Employer’s Attempt to Harmonise Terms and Conditions Defeated by Re-engagement Order - Court of Appeal Upholds Tribunal Decision


4 mins

Posted on 13 Feb 2014

The Court of Appeal has upheld a tribunal decision that two employees dismissed after refusing to agree changes to their terms and conditions following a TUPE transfer had been automatically unfairly dismissed. It also upheld the tribunal’s order that they should be re-engaged on their old salary.

In The Manchester College v Hazel, the claimants TUPE transferred to the College in August 2009. The College needed to make cost and efficiency savings and in January 2010 drew up plans to make 300 redundancies and to change the terms and conditions of the remaining staff. 

Union negotiations followed. Although both claimants were initially at risk of redundancy, neither was made redundant. The College then sought to agree changes to terms and conditions of employment in order to harmonise terms and avoid the need for any further redundancies. The claimants were offered continued employment on new contracts which involved a pay cut. They accepted all the changes apart from the pay cut and were dismissed. However, they were offered and accepted new contracts containing the revised terms, including the pay cut and they continued to work.

The claimants claimed that their dismissals were automatically unfair. The employment tribunal agreed. They had been dismissed for refusing to agree the new terms and this was a reason connected with the TUPE transfer.  The employer could not rely on the defence that the dismissals were for an economic, technical or organisational reason ("the ETO defence") as dismissals as a result of the need to harmonise terms did not entail changes in the numbers or functions of employees, a necessary requirement of the ETO defence.  The fact that other employees had been dismissed for redundancy (which was an ETO reason) did not help, as it was necessary to show that the claimants’ dismissals entailed a change in workforce numbers or functions. 

The tribunal then went on to consider remedy. It decided to order re-engagement of the claimants on their new terms and conditions, but with their salaries restored to their previous higher level and frozen until those who had agreed the changes caught up. 

The Court of Appeal upheld the tribunal decision. It rejected the employer’s argument that the tribunal had been wrong to focus on the immediate reason for dismissal (refusal to accept new terms) and ignore the wider cost-saving plan which involved workforce changes in the form of redundancies. The fact that redundancies and harmonisation were part of a single cost-cutting exercise had no bearing on the question of what was the sole or principal reason for the claimants’ dismissals.   The need for redundancies played no part in the employer’s reasons for giving notice of dismissal to these employees. The only reason for dismissal was the refusal to agree new terms and that did not entail changes in the workforce. 
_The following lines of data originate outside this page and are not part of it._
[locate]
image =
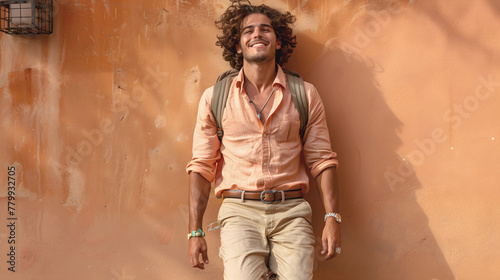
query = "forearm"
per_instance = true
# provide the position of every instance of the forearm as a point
(327, 185)
(199, 192)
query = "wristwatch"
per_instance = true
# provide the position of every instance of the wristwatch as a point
(336, 216)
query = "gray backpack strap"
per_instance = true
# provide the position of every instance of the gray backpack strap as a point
(219, 99)
(299, 98)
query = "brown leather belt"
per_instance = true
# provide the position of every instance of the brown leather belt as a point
(269, 196)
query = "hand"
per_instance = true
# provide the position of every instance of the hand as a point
(330, 239)
(197, 246)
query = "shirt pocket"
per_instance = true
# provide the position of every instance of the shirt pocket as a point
(288, 131)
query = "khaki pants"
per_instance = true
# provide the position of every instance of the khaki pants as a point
(255, 235)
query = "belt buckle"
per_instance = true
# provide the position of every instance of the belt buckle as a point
(263, 196)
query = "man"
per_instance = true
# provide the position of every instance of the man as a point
(257, 166)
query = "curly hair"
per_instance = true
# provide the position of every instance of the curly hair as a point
(231, 23)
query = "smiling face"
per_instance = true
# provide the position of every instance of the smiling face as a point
(258, 41)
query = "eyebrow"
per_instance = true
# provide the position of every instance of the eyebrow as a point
(253, 26)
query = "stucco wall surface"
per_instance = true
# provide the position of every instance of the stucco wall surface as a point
(97, 120)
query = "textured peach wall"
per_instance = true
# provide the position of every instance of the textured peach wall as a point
(97, 119)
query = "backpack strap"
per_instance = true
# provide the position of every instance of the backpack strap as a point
(299, 98)
(219, 99)
(223, 85)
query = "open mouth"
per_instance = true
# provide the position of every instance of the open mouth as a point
(258, 44)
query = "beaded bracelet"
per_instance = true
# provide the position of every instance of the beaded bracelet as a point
(196, 233)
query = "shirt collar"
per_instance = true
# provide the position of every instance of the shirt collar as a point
(280, 79)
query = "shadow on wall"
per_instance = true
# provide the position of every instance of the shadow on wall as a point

The Court of Appeal also upheld the re-engagement order. 

Employers seeking to cut costs after a TUPE transfer will often include both redundancies and harmonisation in their plans. This case makes it clear that it is necessary to focus on the reason for dismissing the particular employee in order to determine if the employer can rely on the ETO defence. In this case, the reason for the claimants’ dismissals was their refusal to accept new terms (which did not involve a change in workforce numbers) and not redundancy (which would have) and so the employer’s attempt to rely on the ETO defence failed.

The remedy ordered in this case is of concern to employers seeking to change terms and conditions of employment. Where employees refuse to agree changes, employers will often terminate employment and offer a new employment contract containing the new terms. Whilst employers have always been aware that they may face unfair dismissal claims, even from employees who accept the offer of new employment on revised terms, it has perhaps not occurred to them until recently that re-engagement on their old terms and conditions might be ordered as a remedy.  

In order to mitigate the downside of a re-engagement order on previous terms, employers seeking to make changes to terms and conditions in the context of a TUPE transfer could include a provision in the new contract making it clear that employees will not have the benefit of the new terms if they seek to rely on their original terms and requiring the repayment of any additional benefits which were not provided under the old contract.  In some cases, they might also wish to consider entering into a settlement agreement settling claims arising from the termination of the old contract, which, whilst not entirely without risk, may be effective. 

One piece of good news for the employer in this case was that the employees' salary was frozen until others caught up and so they were not entitled to pay rises in the mean time.